OIG investigators gathered mountains of evidence in the course of their probe, which considered interviews with hundreds of State Department personnel and contractors as well as observations of daily operations and written questionnaires. This includes 178 interviews and 224 questionnaires completed by consular officers in the field as well as 54 filled out by agency employees and contractors domestically. The watchdog makes a multitude of recommendations to fix this laughable “security” system, but this very basic one sticks out: “The Bureau of Consular Affairs should implement a website content management process for the Office of Fraud Prevention Programs that includes a dedicated team responsible for the regular updating of website content.” Another simple recommendation is that the State Department’s Office of Fraud Prevention Programs implement required security controls in accordance with federal standards. It’s troubling that the agency watchdog has to suggest these elementary, common sense approaches to a program that is so imperative to national security.

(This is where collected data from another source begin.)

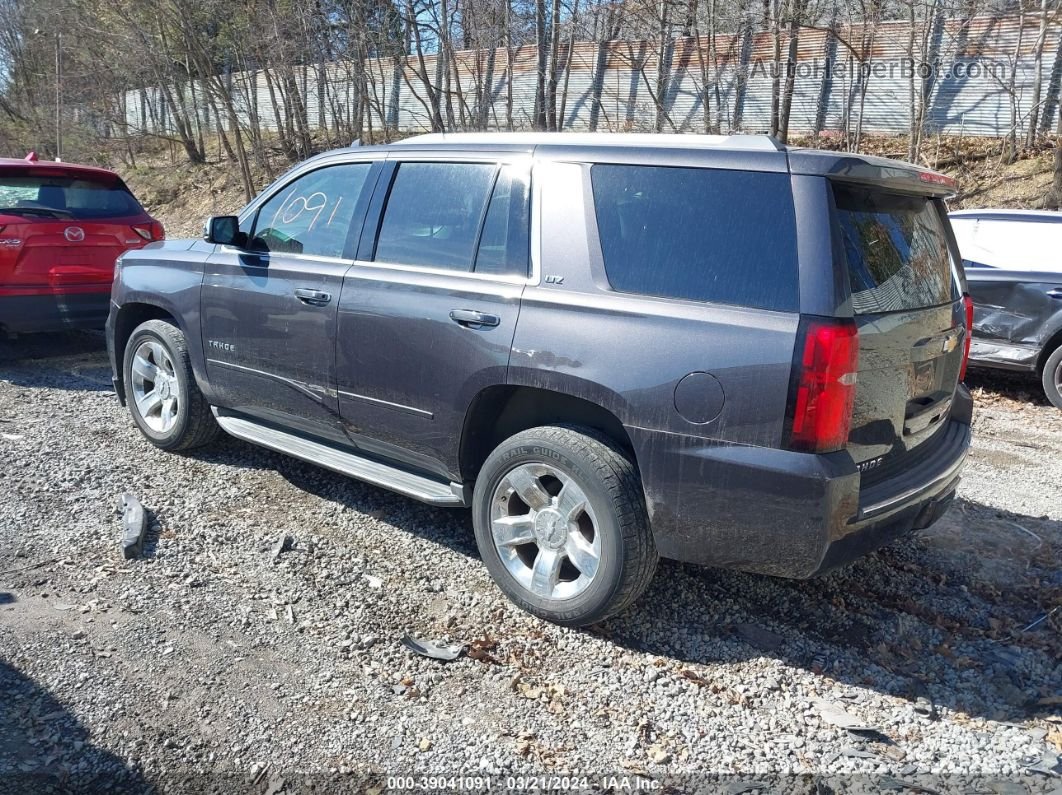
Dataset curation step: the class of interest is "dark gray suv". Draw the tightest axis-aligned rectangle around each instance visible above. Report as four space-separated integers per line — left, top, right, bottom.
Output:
106 132 972 626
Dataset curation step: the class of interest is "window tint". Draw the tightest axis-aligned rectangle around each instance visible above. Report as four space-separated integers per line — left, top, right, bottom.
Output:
375 162 496 270
0 172 143 219
834 186 955 315
590 165 799 312
474 166 530 277
251 163 371 257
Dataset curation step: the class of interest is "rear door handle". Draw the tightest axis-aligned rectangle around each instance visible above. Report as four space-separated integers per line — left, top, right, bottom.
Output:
449 309 500 328
295 288 332 306
1048 288 1062 299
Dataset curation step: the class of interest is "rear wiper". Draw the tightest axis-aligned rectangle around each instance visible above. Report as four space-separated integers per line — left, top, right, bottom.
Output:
0 206 73 218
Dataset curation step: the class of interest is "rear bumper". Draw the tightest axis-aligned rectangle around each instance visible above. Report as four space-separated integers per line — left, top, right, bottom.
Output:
631 385 972 579
0 290 111 333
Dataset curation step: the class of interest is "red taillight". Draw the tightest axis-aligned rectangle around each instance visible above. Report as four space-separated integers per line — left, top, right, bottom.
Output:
786 318 859 454
132 221 165 242
959 293 974 382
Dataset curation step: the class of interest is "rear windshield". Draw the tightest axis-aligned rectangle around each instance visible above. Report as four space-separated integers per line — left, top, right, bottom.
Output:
834 185 956 314
0 172 143 220
590 164 799 312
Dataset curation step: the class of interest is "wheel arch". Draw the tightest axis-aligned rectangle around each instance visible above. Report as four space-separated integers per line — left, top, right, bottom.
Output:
112 302 183 404
1036 325 1062 374
458 385 636 482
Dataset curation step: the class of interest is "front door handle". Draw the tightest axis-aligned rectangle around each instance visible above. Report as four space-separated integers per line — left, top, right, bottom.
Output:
1048 288 1062 300
449 309 500 328
295 288 332 306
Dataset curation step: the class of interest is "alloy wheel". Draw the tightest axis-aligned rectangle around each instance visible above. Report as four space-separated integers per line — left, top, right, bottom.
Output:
130 339 180 434
489 462 601 601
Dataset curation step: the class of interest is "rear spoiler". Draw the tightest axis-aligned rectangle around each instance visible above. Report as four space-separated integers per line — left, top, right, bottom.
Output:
788 150 957 198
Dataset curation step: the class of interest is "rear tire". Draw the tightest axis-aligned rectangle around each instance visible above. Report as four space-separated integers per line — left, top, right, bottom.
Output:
472 425 657 627
1042 346 1062 410
123 319 219 451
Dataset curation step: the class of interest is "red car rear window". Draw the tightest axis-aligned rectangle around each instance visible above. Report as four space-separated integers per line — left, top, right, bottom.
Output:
0 171 144 220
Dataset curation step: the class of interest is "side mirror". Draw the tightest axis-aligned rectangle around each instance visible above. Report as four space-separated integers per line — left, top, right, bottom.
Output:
204 215 245 247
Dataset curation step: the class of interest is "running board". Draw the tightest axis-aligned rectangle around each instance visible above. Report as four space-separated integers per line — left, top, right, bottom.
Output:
213 411 467 507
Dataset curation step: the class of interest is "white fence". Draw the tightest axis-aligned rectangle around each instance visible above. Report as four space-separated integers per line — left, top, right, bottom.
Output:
122 13 1062 139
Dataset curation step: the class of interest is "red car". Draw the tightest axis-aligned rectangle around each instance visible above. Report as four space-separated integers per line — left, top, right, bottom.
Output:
0 153 163 334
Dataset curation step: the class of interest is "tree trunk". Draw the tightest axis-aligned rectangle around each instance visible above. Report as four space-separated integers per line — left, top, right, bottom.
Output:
769 0 781 137
1027 0 1049 148
1050 106 1062 209
655 0 672 133
534 0 548 129
1004 8 1024 163
547 0 562 129
778 0 804 142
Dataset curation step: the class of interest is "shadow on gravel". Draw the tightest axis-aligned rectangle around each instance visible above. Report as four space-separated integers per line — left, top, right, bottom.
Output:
190 437 479 555
966 367 1050 406
0 330 106 363
0 658 152 793
0 330 112 393
602 497 1061 724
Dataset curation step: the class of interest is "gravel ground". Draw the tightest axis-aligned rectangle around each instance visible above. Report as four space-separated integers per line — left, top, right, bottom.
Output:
1 331 1060 794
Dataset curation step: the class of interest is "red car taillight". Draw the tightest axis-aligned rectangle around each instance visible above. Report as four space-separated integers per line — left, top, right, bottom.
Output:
132 221 165 241
959 293 974 382
785 318 860 454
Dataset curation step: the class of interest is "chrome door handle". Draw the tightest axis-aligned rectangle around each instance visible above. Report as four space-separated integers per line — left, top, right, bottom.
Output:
295 288 332 306
449 309 500 328
1048 288 1062 299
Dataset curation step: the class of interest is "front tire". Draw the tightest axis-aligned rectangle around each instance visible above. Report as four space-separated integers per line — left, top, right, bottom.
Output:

Then again, this is the same agency that allowed Hillary Clinton to traffic highly classified information on an unsecure, personal email server. It is also the agency run by high-level officials who knew weak security at U.S. embassies and consulates worldwide could result in a tragedy like Benghazi long before Islamic jihadists raided the Special Mission, killing four Americans.

Every big organization has IT troubles, but this ineptitude imperils our country.